Our study benefited from a few key strengths. Firstly, the use of the MAT-sf provides a unique opportunity to study functional connectivity in the brain during a task that is validated as a predictor of major mobility disability and surgical outcomes, scores of the 400 m walk, and scores on the SPPB [21
]. To our knowledge, we are the first to publish functional connectivity data using a task with high ecological validity such as the MAT-sf. Secondly, the collection of both resting-state and task-based data allowed for a direct comparison of the functional architecture between different states. Thirdly, the use of graph theory methods allowed for the assessment of intrinsic connectivity of motor regions during a continuous task and at rest, adding to our understanding of motor-related networks, which, so far, has been largely developed by examining task-related activations using linear regression methods. Finally, B-NET currently has over 150 participants and will collect follow-up scans at the 30-month visit. The sample size and longitudinal design will allow the opportunity to advance understanding of how mobility-related functional brain networks are associated with current mobility function and also change over time [57
The current analysis also has several limitations. First, the data presented are cross-sectional. However, B-NET is designed for a follow-up scan during the 30-month follow-up, which will allow for longitudinal analyses. Second, we did not collect a nonmotor imagery task as a comparison for network connectivity during the MAT-sf. This would have allowed for disambiguation of activity specifically related to the motor components of the task from those specific to imagining. Lastly, there are limitations associated with the use of self-report to assess task performance. Subjects were asked to verbally guide the study staff in assessing their ability to imagine, perform the task, and attend for the full task duration using a VAS. However, it is possible that the questions selected did not collect all the relevant information to assess task engagement, that requiring a verbal response recorded by staff was not ideal, and the lack of trial-by-trial feedback limits the ability to assess any variations within the task over time. Efforts to mitigate these limitations included the study staff practicing the task with subjects before entering the scanner and providing explicit instruction to remain engaged and attentive during the task at three time points.

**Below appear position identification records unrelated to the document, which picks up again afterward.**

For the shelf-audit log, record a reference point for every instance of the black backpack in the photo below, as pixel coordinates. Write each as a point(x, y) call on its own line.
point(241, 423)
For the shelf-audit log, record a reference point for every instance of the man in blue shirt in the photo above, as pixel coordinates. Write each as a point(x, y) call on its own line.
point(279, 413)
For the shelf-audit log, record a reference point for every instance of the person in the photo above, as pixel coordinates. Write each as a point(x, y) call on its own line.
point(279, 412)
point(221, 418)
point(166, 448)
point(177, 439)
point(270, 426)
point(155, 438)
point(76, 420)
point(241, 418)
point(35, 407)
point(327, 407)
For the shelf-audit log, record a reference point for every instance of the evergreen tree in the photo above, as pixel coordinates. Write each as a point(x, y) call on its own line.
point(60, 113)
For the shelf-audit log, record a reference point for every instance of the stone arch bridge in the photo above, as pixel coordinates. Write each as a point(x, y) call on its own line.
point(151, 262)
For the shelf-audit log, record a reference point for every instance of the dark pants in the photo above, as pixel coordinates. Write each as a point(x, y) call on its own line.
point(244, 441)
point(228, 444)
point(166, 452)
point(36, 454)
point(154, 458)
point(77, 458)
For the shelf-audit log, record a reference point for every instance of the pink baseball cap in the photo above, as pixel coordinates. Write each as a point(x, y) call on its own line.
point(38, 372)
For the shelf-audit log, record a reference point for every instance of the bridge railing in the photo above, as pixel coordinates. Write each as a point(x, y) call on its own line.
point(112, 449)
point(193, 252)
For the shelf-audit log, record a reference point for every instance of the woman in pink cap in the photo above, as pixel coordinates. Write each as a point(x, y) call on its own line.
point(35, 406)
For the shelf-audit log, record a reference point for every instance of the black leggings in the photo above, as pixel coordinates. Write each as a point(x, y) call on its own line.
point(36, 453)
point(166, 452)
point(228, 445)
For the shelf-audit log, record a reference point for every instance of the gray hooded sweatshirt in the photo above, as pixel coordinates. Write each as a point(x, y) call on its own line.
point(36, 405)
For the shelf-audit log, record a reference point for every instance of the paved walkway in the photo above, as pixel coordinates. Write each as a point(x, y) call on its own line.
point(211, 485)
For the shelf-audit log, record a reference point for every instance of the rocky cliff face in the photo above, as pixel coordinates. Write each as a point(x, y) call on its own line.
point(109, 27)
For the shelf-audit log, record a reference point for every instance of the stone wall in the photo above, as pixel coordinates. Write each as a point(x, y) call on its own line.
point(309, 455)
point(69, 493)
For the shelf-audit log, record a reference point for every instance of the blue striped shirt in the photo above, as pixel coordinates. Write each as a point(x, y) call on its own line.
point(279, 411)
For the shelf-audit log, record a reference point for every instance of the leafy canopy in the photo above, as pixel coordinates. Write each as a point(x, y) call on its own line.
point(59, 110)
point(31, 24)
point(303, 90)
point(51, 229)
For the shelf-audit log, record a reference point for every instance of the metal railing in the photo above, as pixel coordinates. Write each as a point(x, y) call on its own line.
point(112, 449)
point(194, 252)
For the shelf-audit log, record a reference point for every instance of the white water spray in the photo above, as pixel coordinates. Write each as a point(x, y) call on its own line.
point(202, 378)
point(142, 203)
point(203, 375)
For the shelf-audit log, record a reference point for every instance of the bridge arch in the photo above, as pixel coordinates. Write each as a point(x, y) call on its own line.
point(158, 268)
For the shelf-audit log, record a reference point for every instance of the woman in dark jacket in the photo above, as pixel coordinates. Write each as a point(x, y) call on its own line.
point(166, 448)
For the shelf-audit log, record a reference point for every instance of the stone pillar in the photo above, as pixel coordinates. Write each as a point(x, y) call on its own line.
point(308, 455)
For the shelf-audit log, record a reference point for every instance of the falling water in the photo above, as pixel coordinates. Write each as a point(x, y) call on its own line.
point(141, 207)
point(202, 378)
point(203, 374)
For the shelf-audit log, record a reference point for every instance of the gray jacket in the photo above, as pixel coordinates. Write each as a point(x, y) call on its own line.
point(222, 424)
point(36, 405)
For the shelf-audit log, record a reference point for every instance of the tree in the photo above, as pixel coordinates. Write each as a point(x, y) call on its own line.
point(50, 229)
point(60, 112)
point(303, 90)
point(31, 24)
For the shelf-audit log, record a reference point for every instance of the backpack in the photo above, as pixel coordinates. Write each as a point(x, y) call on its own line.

These findings provide opportunities for future studies designed to investigate interventions to improve mobility, which are critical to further elucidating the relationships between the brain and physical activity [58
]. We have shown that the MAT-sf can be used as a MI task and evokes distinguishable patterns of connectivity from the resting state. When combined with the known correlations between the MAT-sf and scores on the 400 m walk and SPPB, this could provide an opportunity to study both cross-sectional and longitudinal questions on mobility disability during task visualization. Our protocol is also highly replicable and would thus be suitable for multisite studies focused on mobility. Additionally, the MAT-sf can be completed both inside and outside of the scanner, which could allow for continuous data collection relevant to the task between study visits in which brain imaging occurs.